This makes the akiya an important challenge.

What are akiya houses? Akiya refers to unoccupied homes in Japan, although this is a much broader phenomenon. In fact, the U.S. has over 16 million vacant homes, according to a 2022 LendingTree study. The issue is that unused buildings have become so prevalent and entrenched in Japan that they're now frequently addressed in the media. Furthermore, this has made officials introduce measures to counter the trend, such as the akiya banks. These banks operate at the local level to rescue empty homes, renovate them, and then sell them.


9 million homes and counting. The akiya homes aren't a new phenomenon. Japan has known for year that it has a significant number of akiya homes, which affects the country’s real estate market overall. However, the challenge of tackling the problem is far from being resolved. The latest updated census on empty homes in the country, released by the Japanese authorities at the end of last month, confirms that there are around 9 million akiya across its territory.

This statistic is surprising for several reasons, the most obvious one being that it accounts for 13.8% of all homes in Japan. To put this into perspective, assuming that each of these homes can accommodate three people, they would be enough to house almost the entire population of Australia. The Nomura Research Institute has conducted its own calculations and estimated that there are actually almost 11 million akiya. In a decade, the amount could represent more than 30% of homes in Japan.

Twice as many as in the 1980s. The survey results also demonstrate a concerning trend that has set off alarm bells and spawned headlines, both inside and outside Japan. Nine million homes is a lot. It's an increase compared to 2018, the year the previous housing census was taken, when there were about 8.49 million. This means the stock of akiya residences increased by 510,000 properties in just five years.

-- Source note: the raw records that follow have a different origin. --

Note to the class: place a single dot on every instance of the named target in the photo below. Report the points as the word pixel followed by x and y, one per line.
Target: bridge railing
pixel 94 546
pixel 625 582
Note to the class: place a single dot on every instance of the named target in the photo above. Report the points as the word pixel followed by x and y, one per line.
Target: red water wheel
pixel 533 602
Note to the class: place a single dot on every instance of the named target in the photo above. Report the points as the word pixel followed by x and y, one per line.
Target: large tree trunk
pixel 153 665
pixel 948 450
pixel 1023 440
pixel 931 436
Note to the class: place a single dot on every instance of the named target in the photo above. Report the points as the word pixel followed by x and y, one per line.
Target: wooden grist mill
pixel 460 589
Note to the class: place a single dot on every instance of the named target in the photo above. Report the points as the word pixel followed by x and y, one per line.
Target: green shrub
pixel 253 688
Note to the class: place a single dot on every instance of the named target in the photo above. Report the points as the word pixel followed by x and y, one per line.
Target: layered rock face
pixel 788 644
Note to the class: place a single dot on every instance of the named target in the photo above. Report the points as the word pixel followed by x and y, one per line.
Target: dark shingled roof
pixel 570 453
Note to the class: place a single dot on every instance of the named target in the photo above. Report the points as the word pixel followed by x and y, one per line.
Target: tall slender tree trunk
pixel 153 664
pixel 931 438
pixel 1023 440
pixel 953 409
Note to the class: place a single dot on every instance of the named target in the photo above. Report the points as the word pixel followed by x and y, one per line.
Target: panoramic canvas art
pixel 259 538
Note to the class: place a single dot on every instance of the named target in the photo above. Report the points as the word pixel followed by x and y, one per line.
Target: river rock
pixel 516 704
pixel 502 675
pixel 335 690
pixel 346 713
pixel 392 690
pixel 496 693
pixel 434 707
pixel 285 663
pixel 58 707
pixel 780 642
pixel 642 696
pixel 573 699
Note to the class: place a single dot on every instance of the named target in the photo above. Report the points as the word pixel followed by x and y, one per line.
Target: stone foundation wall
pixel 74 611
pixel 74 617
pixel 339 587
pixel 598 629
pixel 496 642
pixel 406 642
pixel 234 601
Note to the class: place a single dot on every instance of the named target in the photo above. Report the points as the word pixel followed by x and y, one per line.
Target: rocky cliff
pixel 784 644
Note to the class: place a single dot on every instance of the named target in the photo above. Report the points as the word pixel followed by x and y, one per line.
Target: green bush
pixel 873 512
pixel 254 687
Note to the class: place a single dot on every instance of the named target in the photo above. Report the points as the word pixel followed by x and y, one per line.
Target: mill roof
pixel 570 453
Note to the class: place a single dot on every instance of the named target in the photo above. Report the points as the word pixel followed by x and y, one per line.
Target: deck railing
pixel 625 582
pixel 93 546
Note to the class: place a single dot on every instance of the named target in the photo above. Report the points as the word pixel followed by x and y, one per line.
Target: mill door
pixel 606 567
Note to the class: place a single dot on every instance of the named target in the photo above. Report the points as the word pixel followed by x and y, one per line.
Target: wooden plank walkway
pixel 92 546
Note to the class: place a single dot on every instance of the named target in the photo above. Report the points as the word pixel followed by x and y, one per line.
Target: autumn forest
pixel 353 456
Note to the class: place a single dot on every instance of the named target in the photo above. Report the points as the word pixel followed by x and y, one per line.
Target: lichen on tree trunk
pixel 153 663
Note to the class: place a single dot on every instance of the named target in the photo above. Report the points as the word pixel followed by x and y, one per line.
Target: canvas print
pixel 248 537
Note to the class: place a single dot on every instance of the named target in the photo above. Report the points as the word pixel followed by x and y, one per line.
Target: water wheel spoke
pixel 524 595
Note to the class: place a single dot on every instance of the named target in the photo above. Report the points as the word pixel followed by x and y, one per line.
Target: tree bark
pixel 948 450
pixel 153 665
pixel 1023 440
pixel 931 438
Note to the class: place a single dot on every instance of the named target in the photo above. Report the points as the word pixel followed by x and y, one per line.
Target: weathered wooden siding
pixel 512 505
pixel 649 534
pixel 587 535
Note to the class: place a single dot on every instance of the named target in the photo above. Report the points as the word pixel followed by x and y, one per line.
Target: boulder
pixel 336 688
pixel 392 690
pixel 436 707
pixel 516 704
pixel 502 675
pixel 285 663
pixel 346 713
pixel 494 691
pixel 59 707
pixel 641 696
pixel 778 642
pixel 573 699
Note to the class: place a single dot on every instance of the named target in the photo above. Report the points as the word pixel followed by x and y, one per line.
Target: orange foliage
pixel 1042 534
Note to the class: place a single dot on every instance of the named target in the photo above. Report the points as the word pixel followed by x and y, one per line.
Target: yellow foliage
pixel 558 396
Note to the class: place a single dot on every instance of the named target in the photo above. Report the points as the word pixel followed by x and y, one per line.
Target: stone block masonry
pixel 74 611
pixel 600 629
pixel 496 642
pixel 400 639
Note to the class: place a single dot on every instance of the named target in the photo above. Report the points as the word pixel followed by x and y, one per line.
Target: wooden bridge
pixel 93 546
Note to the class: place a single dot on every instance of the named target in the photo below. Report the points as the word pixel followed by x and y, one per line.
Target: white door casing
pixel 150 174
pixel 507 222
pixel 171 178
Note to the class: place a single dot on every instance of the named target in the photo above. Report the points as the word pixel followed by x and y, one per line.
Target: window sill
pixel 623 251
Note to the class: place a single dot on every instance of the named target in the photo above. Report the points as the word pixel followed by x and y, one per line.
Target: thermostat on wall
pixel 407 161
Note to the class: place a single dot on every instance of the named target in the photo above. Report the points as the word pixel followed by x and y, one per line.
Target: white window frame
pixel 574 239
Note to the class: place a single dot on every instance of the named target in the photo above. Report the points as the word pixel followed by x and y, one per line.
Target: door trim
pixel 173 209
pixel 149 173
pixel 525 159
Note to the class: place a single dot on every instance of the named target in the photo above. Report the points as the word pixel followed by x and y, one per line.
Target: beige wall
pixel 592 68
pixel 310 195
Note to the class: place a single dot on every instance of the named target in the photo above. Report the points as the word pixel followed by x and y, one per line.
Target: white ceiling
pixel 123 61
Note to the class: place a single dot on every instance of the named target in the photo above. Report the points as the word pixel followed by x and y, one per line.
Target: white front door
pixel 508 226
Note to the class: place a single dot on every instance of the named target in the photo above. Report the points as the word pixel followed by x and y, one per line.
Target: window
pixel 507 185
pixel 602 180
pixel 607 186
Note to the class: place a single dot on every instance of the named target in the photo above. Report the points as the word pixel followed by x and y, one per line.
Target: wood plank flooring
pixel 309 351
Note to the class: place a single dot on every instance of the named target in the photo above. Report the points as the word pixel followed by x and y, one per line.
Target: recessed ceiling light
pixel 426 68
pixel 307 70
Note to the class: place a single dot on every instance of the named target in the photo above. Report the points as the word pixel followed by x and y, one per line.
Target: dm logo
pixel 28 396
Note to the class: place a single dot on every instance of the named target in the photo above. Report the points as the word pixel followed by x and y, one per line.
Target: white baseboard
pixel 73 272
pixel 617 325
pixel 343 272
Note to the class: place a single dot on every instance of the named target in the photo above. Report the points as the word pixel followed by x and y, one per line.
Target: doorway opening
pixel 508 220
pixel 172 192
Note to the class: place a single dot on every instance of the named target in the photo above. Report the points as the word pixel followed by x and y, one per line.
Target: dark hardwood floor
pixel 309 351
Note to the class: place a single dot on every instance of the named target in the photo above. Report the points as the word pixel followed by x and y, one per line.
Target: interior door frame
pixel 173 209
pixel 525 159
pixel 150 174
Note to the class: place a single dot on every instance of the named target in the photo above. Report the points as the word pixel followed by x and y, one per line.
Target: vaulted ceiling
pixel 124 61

According to the outlet Asahi Shimbun, the number of empty homes in Japan has been increasing since 1973 and has doubled in just three decades. Plus, in some parts of the country, such as Wakayama and Tokushima, the vacancy rate is as high as 21.2%.

From homes… to risks. Official data from the Japanese Ministry of Internal Affairs reveal that of the 9 million empty buildings, more than half (4.76 million) are available for rent or sale. Plus, around 380,000 of them are holiday homes or buildings used for seasonal or occasional purposes.

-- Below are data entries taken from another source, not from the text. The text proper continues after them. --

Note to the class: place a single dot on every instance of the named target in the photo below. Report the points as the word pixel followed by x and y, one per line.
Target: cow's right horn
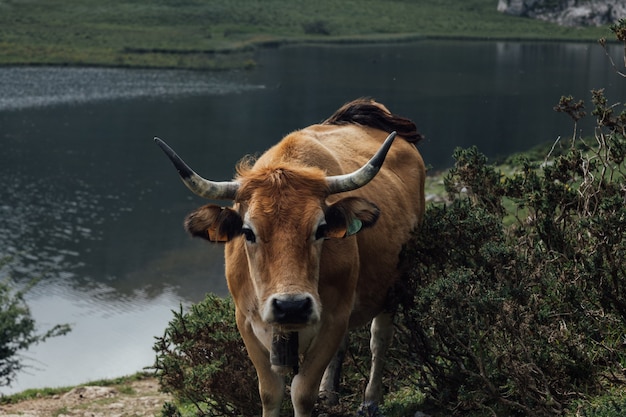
pixel 225 190
pixel 360 177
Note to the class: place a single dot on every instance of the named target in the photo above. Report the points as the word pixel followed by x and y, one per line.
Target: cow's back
pixel 398 190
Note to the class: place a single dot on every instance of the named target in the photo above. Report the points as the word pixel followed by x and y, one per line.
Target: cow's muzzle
pixel 286 309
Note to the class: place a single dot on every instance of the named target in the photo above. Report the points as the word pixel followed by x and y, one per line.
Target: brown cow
pixel 299 273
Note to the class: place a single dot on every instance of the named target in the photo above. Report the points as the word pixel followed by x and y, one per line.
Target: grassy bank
pixel 219 34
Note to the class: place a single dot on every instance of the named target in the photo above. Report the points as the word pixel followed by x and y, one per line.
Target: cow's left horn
pixel 212 190
pixel 360 177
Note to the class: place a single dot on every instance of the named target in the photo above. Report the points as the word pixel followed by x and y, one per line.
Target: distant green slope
pixel 204 33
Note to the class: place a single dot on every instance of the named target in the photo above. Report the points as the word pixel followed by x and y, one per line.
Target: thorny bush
pixel 525 318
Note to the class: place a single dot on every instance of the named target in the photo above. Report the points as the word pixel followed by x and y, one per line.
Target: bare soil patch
pixel 132 399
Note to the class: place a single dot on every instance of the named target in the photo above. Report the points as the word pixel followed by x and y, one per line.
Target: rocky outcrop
pixel 567 12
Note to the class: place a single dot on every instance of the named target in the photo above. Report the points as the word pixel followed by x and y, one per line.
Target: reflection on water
pixel 111 335
pixel 26 87
pixel 89 204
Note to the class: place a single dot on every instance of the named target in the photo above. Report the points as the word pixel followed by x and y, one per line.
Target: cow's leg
pixel 381 335
pixel 329 387
pixel 271 384
pixel 305 385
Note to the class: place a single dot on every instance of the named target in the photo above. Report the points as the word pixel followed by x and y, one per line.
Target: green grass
pixel 221 34
pixel 121 383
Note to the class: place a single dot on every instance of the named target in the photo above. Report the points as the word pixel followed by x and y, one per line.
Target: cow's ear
pixel 214 223
pixel 348 216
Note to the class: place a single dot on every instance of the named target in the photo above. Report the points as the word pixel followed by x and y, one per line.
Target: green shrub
pixel 202 361
pixel 524 319
pixel 17 329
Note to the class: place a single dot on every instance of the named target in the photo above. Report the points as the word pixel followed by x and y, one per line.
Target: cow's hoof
pixel 329 398
pixel 369 409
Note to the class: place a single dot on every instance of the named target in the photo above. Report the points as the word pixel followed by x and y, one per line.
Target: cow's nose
pixel 292 309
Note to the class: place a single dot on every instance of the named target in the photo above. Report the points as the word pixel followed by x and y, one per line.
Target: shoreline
pixel 242 57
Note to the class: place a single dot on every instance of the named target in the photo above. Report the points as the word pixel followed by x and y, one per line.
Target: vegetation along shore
pixel 217 34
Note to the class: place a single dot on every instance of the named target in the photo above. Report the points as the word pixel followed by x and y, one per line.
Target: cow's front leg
pixel 271 384
pixel 305 385
pixel 380 339
pixel 329 387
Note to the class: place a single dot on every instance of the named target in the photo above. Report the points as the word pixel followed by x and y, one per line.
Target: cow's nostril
pixel 292 310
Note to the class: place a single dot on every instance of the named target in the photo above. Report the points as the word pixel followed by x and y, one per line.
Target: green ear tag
pixel 354 227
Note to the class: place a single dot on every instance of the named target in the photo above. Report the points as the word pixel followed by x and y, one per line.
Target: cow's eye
pixel 248 234
pixel 321 231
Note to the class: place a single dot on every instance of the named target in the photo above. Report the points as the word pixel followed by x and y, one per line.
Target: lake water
pixel 90 206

Beyond the homes in buildings, there are still millions of unoccupied and abandoned residences that pose a challenge for authorities, given that they can become landfills, fire hazards, and, in some cases, even collapse. Per the Asahi Shimbun, abandoned homes without any foresight of use have not only increased in number but are also the most challenging type of property. The latest survey shows that there are 370,000 more of these akiya houses than the previous census in 2018. This has increased the stock of such homes to a record 3.85 million.

Demographics. To better understand the akiya phenomenon, we must take into account several factors, but one that stands out is Japan’s demographic crisis. The country's population is decreasing. It's also aging.

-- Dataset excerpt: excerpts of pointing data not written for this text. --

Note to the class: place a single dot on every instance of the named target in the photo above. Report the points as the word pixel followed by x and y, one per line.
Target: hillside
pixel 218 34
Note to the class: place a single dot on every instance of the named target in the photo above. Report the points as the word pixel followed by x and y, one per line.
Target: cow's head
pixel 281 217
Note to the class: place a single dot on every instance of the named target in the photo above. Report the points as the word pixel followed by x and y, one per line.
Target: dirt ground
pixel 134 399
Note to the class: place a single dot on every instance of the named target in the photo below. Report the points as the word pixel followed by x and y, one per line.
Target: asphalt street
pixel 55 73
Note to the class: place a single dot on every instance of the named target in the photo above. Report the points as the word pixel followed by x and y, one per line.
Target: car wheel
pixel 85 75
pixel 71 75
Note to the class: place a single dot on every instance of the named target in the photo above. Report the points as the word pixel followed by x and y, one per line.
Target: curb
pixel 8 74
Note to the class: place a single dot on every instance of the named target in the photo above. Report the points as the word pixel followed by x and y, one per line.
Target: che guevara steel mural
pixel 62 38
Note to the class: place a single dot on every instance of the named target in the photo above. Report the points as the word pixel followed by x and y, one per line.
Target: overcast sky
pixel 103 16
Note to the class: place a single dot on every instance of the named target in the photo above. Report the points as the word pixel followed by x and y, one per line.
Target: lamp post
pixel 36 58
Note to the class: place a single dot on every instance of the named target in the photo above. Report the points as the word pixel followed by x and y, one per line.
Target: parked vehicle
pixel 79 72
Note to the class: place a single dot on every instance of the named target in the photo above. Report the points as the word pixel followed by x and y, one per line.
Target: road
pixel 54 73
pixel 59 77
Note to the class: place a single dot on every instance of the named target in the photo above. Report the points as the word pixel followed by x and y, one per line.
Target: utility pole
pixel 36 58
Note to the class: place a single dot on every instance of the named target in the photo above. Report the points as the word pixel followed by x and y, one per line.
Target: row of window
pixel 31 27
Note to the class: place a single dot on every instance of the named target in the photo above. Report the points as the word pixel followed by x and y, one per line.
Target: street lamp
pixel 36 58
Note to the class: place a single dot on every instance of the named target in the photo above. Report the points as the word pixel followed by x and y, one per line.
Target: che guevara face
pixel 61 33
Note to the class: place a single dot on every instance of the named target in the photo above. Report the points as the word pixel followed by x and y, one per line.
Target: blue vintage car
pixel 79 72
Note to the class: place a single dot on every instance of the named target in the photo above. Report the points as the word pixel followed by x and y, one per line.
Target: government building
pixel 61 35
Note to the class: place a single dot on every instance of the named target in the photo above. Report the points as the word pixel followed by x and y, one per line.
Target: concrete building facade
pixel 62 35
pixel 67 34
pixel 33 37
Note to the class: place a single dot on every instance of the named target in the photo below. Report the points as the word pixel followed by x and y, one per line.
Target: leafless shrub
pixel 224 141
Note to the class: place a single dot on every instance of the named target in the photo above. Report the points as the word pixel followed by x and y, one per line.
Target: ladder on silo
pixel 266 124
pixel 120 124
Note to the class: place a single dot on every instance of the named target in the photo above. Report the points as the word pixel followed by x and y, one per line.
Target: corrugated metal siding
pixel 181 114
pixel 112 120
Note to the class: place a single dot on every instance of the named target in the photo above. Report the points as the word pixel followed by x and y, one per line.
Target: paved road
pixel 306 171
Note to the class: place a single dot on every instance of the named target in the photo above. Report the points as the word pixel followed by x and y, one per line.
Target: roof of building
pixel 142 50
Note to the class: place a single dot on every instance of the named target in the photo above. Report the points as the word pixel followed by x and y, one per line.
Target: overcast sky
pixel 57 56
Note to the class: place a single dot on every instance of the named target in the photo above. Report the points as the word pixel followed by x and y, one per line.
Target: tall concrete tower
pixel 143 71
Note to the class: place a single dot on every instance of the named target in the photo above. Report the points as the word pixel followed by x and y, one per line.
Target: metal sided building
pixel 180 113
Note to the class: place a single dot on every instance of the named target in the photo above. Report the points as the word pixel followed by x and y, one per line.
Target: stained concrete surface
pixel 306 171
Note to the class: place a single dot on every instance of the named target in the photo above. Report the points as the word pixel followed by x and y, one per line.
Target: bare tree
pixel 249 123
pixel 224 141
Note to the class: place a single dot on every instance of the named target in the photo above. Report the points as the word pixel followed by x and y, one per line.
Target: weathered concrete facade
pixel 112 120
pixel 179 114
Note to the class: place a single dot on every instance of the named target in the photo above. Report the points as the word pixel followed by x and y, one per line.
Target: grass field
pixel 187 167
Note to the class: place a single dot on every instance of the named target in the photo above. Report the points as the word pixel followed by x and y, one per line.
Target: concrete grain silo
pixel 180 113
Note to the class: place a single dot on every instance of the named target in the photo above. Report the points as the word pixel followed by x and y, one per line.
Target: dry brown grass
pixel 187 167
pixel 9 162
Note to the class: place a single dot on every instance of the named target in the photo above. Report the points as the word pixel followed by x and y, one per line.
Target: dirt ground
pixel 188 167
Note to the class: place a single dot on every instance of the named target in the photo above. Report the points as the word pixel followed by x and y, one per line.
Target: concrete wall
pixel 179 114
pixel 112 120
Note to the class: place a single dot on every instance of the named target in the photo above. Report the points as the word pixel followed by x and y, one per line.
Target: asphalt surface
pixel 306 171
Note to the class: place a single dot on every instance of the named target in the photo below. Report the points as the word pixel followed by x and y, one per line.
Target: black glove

As a result of both trends, the number of empty and abandoned homes is on the rise. These properties remain vacant after their elderly occupants pass away or move to nursing homes. It’s estimated that by the end of this century, Japan’s population will decline to around 53 million, less than half of the 128 million that lived in the country in 2017.

A matter of culture and costs. Several other reasons explain why the number of akiya homes has been increasing in Japan. While some of them are related to cultural and social changes, others are economic in nature. For instance, the Japanese tend to prefer newly built homes over used ones, and many of the akiya were built before the Building Standard Law was updated in 1981. This can make new buyers wary of their structural safety. In addition, it can be difficult to locate the heirs of these properties. And even if they are located, they may not be able to come to an agreement on what to do with the property.

Moreover, it’s not cheap to demolish or remodel an old building. As The Guardian states, many fees associated with vacant lots can make it difficult for families to tear down their old properties. In some cases, heirs may choose not to accept the old buildings—and the costs that come with them—at all.

Depopulating the countryside. Many homes in Japan, particularly in rural areas or suburbs, are being abandoned. It’s becoming a major problem. “The population outside Tokyo is falling rapidly, especially in areas such as Tohoku and Hokkaido, and old people are simply abandoning their homes,” Seth Sulkin, founder of property developer Pacifica Capital KK, told to South China Morning Post.

Furthermore, this creates a vicious cycle where having many akiya houses in a town or neighborhood can discourage potential buyers from purchasing property there. Chris McMorran, a Japanese studies expert and professor at the National University of Singapore, explains that “people don’t want to live in a terminal village surrounded by ‘ghost houses.’”

The role of authorities and foreigners. Vacant homes are a serious enough problem in Japan that the government has already taken necessary action and introduced measures to prevent their abandonment or encourage their rehabilitation or sale. Japanese authorities have several fiscal resources in place to achieve this goal.

Another phenomenon in Japan is foreigners’ interest in buying property in the country at a reasonable price. The objective is to have affordable accommodation, a vacation home, or to rent it out to travelers in a country experiencing a real tourism boom. In March, in fact, Japan broke its own monthly record with three million visitors.